Poll: 25 Percent Believe Time Travel Will Happen Before Female Parity in Fortune 500

By:
Chris Gaetano
Published Date:
Aug 4, 2017
Pay Gap

A recent survey done by the Rockefeller Foundation has discovered that 25 percent of people believe we'll have time travel before female parity in Fortune 500 leadership. The poll surveyed 1,010 adults aged 18 and up between May 19 and 26 this year. It found that there is wide agreement that women are just as qualified as men to lead a business (91 percent of men and 97 percent of women), but that men are strongly advantaged in terms of advancement (83 percent agree, 44 percent strongly agree). In general more than half of those polled say that perceptions play a big part, with 65 percent saying that the attitude of men in top leadership positions play a major role in the lack of advancement for women. Other possible culprits include the attitudes of men across a company (61 percent) and company culture (63 percent). 

Culture may be what enables numerous experiences that women feel have impeded their progress to leadership roles. The survey found that 39 percent of women feel they have been judged more harshly because of their gender, 39 percent said they felt out and out discriminated against, and 40 percent said they're interrupted more often. Further, 33 percent of women said they have felt verbally or physically harassed based on gender in a professional setting. Even when women do make it to the top, 56 percent believe that female CEOs are judged more harshly, whereas only 18 percent believe that they are given more leeway than men. 

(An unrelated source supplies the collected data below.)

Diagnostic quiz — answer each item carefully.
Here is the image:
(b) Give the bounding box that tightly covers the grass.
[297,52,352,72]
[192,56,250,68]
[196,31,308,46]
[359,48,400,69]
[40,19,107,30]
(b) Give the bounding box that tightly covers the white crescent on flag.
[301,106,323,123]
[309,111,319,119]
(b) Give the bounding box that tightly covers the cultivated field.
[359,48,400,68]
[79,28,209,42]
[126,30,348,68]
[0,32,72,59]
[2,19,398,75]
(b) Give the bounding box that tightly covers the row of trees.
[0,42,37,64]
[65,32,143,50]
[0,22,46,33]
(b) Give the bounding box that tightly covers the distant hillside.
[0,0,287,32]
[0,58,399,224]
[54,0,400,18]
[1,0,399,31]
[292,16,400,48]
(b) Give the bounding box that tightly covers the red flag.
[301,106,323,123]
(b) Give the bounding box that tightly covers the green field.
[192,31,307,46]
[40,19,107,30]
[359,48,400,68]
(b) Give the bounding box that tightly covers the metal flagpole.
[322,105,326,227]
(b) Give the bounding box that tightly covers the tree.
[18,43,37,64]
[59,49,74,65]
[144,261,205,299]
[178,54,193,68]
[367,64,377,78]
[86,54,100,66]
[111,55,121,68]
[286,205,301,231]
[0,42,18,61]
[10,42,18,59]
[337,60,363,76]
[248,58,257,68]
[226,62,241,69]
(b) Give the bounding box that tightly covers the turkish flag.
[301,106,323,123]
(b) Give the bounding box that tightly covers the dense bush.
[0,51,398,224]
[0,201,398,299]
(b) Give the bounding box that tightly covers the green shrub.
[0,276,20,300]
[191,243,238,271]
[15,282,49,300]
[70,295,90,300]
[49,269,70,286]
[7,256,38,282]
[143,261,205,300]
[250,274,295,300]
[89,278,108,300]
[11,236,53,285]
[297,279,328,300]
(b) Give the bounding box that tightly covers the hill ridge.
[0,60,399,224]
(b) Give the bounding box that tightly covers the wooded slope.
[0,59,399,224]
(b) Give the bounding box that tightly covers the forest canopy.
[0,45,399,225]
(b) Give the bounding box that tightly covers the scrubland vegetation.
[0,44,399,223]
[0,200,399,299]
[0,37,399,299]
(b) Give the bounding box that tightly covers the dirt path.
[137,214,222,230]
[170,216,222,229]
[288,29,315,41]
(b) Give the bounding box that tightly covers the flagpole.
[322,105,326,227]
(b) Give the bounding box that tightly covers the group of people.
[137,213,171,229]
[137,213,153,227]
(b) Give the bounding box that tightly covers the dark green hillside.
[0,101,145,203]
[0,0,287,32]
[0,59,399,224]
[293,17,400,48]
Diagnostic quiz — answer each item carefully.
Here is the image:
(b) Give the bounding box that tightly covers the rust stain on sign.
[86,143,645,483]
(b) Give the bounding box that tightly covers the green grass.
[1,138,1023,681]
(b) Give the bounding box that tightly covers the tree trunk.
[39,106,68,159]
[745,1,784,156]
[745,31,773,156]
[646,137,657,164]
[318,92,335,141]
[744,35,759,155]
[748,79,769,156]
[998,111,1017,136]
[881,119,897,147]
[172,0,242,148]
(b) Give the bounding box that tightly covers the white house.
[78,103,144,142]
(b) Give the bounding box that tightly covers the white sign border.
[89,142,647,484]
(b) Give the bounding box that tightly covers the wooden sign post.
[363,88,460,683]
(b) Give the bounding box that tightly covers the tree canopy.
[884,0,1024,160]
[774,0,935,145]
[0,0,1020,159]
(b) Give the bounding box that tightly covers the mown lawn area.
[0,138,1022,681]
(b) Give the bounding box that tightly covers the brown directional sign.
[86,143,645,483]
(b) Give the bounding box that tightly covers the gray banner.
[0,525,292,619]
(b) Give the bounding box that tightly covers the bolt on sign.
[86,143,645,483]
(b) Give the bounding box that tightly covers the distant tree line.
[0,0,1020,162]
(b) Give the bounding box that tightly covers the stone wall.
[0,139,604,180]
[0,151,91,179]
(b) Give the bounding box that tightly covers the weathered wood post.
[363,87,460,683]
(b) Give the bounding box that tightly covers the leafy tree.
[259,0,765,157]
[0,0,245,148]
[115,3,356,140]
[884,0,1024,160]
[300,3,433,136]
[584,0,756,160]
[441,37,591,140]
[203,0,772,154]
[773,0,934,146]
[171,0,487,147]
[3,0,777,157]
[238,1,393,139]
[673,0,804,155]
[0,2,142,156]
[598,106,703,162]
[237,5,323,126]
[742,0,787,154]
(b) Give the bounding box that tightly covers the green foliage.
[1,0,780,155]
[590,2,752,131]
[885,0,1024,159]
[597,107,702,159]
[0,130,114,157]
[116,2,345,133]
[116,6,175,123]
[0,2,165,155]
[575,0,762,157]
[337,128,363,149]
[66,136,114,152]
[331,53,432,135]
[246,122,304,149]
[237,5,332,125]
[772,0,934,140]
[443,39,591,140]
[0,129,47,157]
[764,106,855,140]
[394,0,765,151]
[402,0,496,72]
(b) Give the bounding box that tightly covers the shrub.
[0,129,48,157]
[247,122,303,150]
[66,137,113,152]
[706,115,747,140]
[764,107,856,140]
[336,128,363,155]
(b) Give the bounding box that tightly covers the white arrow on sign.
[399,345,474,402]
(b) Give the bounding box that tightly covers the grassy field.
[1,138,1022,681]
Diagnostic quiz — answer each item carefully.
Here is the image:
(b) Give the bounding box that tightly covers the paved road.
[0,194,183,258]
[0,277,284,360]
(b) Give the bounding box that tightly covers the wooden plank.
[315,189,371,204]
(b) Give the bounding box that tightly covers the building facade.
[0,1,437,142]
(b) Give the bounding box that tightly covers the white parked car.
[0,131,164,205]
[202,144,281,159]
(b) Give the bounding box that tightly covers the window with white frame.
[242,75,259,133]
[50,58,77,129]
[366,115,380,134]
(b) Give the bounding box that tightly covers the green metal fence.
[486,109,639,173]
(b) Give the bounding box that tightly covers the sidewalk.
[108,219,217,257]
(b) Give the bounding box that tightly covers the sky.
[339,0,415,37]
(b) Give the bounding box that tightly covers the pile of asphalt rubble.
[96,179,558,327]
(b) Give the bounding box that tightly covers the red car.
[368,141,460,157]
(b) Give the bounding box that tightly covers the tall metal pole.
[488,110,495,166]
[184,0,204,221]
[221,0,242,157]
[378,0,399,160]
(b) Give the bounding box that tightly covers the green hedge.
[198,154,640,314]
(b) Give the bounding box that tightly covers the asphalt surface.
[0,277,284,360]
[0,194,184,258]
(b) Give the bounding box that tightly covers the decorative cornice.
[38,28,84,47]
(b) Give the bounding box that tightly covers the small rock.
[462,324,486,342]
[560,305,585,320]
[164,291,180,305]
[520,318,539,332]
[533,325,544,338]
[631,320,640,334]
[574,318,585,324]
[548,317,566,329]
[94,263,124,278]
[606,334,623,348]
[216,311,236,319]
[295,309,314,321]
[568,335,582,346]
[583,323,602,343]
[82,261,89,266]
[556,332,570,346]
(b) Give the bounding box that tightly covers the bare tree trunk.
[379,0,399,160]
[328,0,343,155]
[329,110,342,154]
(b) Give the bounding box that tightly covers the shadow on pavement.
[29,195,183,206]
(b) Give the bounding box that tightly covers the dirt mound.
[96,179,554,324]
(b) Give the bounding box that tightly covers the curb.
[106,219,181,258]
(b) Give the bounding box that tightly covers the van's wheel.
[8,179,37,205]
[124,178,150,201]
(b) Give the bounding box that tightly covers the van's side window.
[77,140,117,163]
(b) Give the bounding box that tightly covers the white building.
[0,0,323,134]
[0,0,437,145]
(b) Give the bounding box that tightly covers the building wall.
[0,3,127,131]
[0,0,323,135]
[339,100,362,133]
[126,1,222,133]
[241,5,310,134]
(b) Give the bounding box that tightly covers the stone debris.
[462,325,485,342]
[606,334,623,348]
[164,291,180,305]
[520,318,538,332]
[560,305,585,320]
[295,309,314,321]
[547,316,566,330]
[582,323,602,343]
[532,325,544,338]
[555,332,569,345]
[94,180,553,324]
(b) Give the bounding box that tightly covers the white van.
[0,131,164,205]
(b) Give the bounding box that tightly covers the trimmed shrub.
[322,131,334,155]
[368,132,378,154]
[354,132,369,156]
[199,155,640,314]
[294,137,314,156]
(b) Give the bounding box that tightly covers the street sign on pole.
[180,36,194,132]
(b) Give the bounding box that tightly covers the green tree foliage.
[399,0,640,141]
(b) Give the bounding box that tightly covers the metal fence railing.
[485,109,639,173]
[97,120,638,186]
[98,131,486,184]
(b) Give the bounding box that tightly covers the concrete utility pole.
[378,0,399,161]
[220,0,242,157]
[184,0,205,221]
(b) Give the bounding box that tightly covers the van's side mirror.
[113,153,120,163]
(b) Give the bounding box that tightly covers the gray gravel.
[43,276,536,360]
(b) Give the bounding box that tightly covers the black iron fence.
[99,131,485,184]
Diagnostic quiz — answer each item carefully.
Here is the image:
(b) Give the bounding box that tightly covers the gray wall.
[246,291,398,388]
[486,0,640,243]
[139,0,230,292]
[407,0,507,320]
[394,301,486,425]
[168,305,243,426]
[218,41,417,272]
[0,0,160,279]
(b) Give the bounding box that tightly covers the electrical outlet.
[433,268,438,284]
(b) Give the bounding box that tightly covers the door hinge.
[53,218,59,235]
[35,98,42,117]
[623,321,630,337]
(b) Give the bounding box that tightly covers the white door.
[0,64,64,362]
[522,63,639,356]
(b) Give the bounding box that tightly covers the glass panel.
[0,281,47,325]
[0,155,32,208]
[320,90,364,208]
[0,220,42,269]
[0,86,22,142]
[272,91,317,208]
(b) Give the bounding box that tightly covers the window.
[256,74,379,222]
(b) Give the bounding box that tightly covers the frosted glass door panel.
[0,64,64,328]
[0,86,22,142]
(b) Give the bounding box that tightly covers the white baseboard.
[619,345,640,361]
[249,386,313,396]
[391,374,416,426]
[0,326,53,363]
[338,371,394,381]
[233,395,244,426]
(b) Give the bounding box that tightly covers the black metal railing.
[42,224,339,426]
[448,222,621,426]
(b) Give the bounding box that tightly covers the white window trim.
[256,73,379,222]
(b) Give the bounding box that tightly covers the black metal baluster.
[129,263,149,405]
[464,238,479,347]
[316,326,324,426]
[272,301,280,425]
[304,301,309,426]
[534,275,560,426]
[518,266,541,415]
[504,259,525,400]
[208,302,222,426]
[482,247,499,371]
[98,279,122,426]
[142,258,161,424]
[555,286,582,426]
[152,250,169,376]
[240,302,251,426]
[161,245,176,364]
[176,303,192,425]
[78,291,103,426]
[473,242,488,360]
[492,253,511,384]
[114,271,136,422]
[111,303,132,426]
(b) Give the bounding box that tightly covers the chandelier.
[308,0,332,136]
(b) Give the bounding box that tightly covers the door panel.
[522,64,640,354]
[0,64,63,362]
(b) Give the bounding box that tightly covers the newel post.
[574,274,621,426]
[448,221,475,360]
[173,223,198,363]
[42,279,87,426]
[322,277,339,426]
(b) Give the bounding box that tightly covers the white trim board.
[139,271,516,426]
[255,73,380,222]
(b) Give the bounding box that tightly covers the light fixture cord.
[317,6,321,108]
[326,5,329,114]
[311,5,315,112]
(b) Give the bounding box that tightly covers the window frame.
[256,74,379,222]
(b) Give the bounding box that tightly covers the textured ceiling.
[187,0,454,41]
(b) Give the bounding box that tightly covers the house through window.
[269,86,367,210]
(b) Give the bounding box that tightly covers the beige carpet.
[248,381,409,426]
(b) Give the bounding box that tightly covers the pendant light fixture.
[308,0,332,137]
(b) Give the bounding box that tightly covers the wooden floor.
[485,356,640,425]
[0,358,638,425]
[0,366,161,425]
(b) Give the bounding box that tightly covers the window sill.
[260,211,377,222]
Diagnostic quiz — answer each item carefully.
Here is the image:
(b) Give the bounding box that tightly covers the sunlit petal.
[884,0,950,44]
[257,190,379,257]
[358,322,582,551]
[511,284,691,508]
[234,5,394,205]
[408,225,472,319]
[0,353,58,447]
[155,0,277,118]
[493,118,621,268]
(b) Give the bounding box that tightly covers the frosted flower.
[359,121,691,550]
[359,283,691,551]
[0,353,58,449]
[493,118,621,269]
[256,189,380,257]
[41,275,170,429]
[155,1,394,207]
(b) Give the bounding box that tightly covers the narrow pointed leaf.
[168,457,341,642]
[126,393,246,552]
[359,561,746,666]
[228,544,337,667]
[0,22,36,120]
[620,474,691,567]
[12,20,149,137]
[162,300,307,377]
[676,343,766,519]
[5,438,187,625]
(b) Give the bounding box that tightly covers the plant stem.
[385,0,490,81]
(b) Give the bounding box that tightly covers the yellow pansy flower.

The survey results call to mind the experiences outlined in a recent New York Times article of women who came close but ultimately failed to achieve the coveted CEO position. The main inhibiting factor described in their stories is not so much an explicit rule or policy but, rather, culture. The decision of who gets to be CEO, the Times noted, often comes down more to personal networks that, at the high levels being discussed, tend to be male-dominated. Because few women are part of those networks, few women become CEOs. Breaking into these networks can be difficult, said the Times, because some men don't want to be seen going out for drinks or otherwise socializing with them, as it might be seen as flirtatious. Less benignly, the article also noted that, because women are seen as easier targets, they become more frequent targets for the office politicking that often entails competing for choice positions. The importance of office politicking is something else that blindsided some of the women quoted in the article, as some carried the assumption that merit would be the overwhelming factor.